Contrary to Wilson's spin, that report does not show the Post's article was "absolutely fake news." The Post's sources, which it described as "two people with direct knowledge of the operation," did not say Hegseth explicitly ordered the second strike or even claim he was aware that the first strike had left two survivors. They said he had told Bradley that no one should be left alive, which they said Bradley understood to require the second strike.

That account does not let Bradley (or his underlings) off the hook. "Members of the armed forces must refuse to comply with clearly illegal orders to commit law of war violations," the Defense Department's manual notes, specifically citing "orders to fire upon the shipwrecked" as one example. But if Hegseth did in fact indicate that Bradley should "kill everybody" (which, contrary to Wilson's gloss, the Post presented as a paraphrase rather than a direct quote), he also bears responsibility for the consequences.

The House and Senate armed services committees, which launched investigations in response to the Post's report, presumably will delve into these issues.
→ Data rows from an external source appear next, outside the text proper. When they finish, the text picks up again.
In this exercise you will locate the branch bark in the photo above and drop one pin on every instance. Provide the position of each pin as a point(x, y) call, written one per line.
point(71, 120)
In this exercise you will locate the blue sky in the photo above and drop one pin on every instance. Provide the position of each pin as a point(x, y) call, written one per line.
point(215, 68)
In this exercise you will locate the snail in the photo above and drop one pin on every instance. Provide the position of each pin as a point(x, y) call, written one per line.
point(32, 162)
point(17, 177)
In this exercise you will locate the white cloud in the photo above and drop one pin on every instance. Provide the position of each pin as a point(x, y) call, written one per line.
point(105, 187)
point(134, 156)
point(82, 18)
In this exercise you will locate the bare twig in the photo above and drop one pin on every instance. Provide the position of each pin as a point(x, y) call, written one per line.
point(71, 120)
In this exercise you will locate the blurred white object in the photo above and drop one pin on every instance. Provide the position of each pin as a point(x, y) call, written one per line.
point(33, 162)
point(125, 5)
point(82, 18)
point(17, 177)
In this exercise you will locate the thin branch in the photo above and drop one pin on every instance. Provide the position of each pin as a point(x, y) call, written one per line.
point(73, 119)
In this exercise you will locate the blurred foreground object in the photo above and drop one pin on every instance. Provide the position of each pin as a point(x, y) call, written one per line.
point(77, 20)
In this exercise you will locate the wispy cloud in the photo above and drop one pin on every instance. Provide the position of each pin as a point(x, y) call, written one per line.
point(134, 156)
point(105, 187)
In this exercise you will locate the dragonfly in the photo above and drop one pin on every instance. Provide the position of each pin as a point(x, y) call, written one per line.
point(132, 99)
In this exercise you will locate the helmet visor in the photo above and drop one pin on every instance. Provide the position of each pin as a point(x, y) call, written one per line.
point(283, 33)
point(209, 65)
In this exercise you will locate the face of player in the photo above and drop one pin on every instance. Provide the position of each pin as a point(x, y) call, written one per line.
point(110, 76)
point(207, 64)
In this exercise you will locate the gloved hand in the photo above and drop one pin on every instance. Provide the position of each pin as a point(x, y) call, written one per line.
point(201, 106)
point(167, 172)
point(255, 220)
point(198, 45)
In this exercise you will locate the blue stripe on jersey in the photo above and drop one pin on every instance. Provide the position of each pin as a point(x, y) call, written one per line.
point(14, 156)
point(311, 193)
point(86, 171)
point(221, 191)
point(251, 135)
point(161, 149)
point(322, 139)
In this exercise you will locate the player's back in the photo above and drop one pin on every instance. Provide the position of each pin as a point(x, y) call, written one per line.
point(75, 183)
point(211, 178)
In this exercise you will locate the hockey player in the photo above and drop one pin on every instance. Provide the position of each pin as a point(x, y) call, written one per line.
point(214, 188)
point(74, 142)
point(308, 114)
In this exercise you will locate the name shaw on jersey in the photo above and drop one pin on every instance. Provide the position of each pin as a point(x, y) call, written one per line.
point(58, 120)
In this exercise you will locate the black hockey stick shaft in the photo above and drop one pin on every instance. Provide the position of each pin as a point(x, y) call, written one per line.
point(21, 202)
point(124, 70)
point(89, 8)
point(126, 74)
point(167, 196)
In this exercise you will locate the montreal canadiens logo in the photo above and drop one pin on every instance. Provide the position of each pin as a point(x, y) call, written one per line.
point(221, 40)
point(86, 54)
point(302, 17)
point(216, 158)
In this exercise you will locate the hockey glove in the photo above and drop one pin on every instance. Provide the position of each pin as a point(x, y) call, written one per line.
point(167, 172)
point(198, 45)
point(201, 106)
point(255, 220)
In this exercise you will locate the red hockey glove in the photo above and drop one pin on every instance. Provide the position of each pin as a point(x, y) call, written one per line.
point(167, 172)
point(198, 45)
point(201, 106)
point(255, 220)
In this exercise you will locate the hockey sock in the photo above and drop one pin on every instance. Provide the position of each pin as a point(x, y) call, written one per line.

According to the Post, Trump administration officials previously told members of Congress that "the 'double-tap,' or follow-on strike, was intended to sink the boat and remove a navigation hazard to other vessels—not to kill survivors." Legislators may be newly skeptical of that explanation, especially given the justification that administration officials have offered more recently.

Although Trump initially said he "wouldn't have wanted" the second strike, the White House and the Pentagon are now saying there was nothing unlawful about it. According to Leavitt, the second strike aimed to "ensure the boat was destroyed and the threat to the United States of America was eliminated." Wilson likewise said "the decision to restrike the narcoterrorist vessel was made by Admiral Bradley, operating under clear and longstanding authorities to ensure the boat was destroyed and the threat to the United States was eliminated."
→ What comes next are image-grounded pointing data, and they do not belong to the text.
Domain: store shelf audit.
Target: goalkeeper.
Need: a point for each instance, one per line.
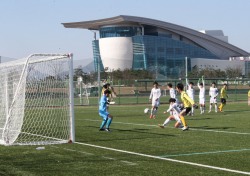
(107, 118)
(187, 102)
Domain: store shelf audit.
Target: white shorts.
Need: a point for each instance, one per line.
(176, 117)
(155, 103)
(201, 100)
(213, 100)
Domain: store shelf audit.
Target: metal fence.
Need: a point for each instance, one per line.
(138, 91)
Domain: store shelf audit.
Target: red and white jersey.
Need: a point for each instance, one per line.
(213, 92)
(175, 108)
(155, 94)
(190, 92)
(172, 93)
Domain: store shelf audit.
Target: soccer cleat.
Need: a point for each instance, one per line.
(161, 126)
(185, 128)
(107, 129)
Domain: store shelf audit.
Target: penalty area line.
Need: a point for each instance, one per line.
(166, 159)
(190, 128)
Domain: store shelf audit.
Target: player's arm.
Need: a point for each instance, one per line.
(203, 81)
(188, 99)
(170, 108)
(151, 95)
(198, 83)
(216, 93)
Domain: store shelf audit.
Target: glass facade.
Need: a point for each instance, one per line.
(119, 31)
(165, 56)
(154, 51)
(96, 53)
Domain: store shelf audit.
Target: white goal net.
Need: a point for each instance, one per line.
(36, 101)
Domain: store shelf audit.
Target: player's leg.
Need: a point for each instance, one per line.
(104, 116)
(156, 105)
(211, 104)
(165, 122)
(215, 107)
(223, 103)
(109, 121)
(182, 114)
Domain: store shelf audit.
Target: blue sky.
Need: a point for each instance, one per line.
(34, 26)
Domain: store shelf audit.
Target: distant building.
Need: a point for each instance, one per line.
(127, 42)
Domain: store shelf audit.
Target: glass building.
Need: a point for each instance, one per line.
(128, 42)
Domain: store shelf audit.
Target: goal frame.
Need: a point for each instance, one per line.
(70, 92)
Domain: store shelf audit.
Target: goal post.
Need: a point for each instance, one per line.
(37, 100)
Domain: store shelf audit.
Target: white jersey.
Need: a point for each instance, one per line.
(155, 96)
(175, 108)
(172, 93)
(190, 92)
(176, 111)
(202, 91)
(213, 92)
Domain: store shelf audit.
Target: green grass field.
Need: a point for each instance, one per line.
(216, 144)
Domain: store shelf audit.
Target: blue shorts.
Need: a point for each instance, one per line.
(103, 114)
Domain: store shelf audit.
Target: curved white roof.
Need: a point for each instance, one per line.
(221, 49)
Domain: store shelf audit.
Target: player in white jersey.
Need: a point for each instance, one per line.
(172, 94)
(213, 93)
(190, 92)
(202, 94)
(175, 108)
(155, 99)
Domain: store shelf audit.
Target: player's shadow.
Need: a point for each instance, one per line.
(149, 135)
(197, 118)
(212, 128)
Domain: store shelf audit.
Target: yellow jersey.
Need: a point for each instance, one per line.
(187, 101)
(103, 89)
(223, 93)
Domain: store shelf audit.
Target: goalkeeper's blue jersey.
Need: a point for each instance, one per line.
(103, 103)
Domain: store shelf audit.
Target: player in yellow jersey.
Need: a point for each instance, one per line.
(187, 103)
(223, 96)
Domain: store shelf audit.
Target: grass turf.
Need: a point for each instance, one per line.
(214, 139)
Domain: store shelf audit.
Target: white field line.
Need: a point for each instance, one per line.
(167, 159)
(86, 153)
(195, 129)
(205, 153)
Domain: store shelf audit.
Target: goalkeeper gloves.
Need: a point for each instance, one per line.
(195, 106)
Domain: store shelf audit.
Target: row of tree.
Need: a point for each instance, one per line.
(131, 75)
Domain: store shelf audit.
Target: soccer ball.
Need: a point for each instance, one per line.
(146, 110)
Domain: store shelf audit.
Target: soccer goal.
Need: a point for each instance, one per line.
(36, 100)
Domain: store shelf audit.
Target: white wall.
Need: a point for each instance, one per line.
(116, 52)
(217, 64)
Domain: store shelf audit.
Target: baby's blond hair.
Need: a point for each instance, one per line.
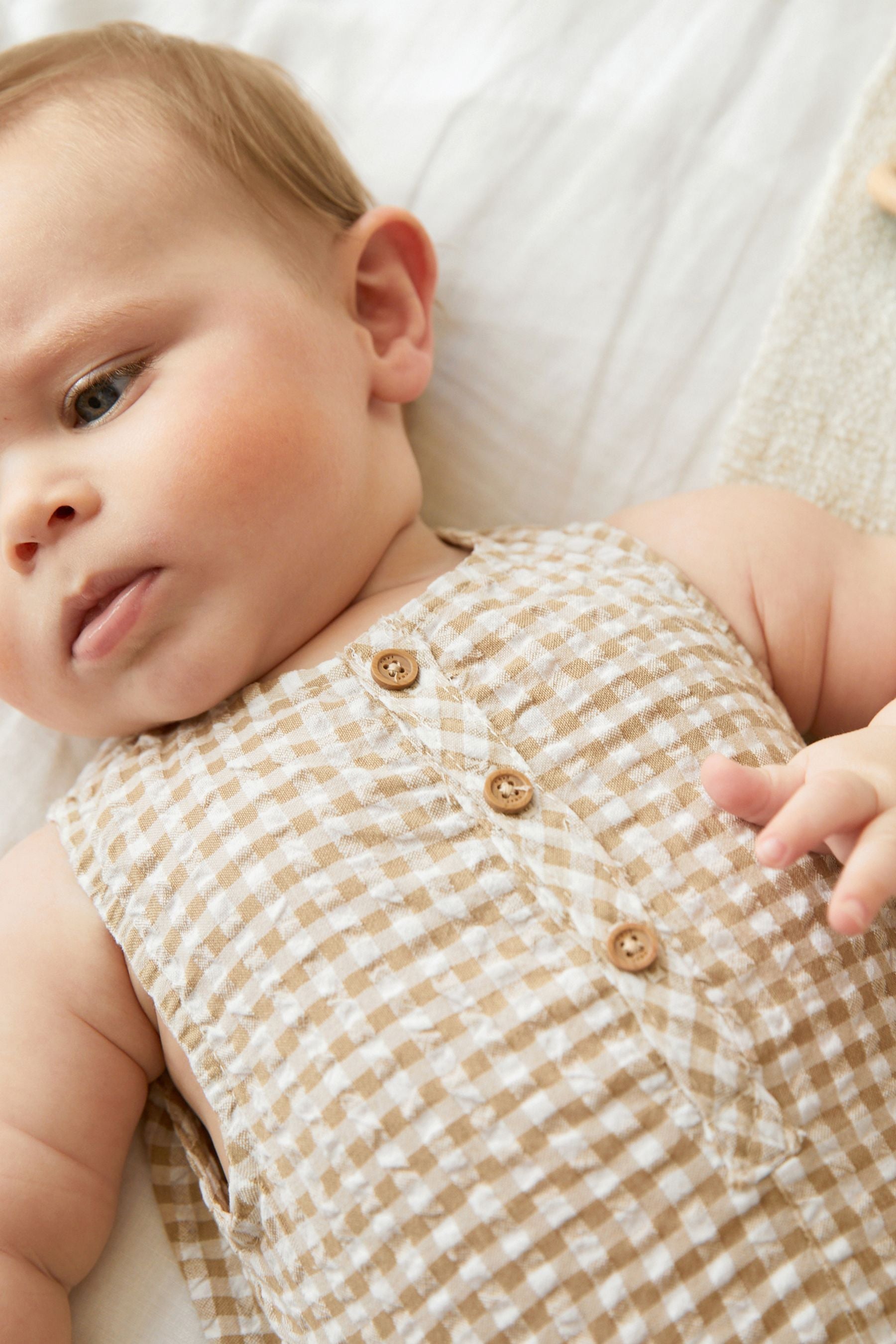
(242, 113)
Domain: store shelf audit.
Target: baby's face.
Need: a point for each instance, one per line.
(230, 441)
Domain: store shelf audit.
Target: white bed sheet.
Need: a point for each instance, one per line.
(614, 189)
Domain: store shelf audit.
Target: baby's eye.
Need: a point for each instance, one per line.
(97, 398)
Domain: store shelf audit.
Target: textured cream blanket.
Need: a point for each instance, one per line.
(817, 412)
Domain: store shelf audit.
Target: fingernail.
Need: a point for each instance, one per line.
(853, 913)
(770, 850)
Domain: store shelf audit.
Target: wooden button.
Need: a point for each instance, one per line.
(507, 790)
(632, 947)
(882, 186)
(394, 669)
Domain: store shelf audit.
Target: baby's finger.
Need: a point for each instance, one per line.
(868, 880)
(829, 803)
(754, 793)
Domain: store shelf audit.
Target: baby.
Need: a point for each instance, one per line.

Leavitt and Wilson were not talking about "a navigation hazard to other vessels." They were talking about "the threat to the United States" posed by the transportation of illegal drugs. That threat, they maintain, requires firing on any given boat believed to be carrying drugs until it is completely destroyed and sunk—a practice that is pretty hard to distinguish from "conduct[ing] hostilities on the basis that there shall be no survivors."
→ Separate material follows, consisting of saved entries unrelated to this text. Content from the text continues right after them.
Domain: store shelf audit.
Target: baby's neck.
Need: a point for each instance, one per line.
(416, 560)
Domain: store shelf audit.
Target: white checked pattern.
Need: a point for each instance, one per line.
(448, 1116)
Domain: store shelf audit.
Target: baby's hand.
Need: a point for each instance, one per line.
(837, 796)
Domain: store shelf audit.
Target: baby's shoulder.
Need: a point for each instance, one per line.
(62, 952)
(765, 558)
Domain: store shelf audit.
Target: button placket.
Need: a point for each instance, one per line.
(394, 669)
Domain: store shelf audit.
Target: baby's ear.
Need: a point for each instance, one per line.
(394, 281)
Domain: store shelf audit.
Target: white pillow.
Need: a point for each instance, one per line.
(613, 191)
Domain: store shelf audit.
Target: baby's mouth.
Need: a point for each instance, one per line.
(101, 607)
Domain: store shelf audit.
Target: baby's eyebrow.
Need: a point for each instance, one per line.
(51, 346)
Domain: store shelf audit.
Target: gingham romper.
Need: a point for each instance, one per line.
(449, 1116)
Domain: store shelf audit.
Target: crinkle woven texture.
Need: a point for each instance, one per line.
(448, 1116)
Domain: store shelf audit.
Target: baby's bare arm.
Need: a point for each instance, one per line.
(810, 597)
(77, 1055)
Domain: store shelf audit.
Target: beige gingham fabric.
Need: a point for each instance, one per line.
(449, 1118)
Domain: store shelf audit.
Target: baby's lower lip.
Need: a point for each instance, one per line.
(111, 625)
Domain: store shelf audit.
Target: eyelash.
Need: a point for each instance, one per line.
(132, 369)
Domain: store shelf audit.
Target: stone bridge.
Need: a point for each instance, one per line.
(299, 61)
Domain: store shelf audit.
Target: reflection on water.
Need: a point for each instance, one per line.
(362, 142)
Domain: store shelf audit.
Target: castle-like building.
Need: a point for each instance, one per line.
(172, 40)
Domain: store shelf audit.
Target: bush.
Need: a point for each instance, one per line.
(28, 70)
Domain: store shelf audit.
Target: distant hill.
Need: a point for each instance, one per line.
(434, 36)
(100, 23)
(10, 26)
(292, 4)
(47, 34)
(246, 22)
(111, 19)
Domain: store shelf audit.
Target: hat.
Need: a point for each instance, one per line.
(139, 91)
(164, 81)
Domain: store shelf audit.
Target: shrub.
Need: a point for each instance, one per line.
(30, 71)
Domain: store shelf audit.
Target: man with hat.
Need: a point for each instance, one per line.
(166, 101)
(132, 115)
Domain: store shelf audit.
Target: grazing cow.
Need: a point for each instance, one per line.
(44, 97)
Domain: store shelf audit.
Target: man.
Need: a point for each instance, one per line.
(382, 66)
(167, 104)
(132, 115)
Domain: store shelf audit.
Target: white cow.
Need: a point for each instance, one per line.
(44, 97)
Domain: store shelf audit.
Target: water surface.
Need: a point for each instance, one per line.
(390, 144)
That result is not merely incidental to the goal of interdicting drugs. Trump conflates drug smuggling with violent aggression, saying it amounts to "an armed attack against the United States" that justifies a lethal military response. He and Hegseth have repeatedly bragged about summarily executing suspected drug smugglers instead of intercepting and arresting them.

So far, that policy has killed 83 people in 21 attacks on vessels that posed no military threat. Contrary to Trump's assertion of an "armed conflict" with "narcoterrorists," this violence is notably one-sided, and it raises concerns that go far beyond the question of whether a particular attack went too far. The entire campaign goes too far because it trashes due process and obliterates the distinction between civilians and combatants. The question of exactly what Hegseth knew or said in this one case seems beside the point when the forces he commands are routinely committing murder in the guise of self-defense.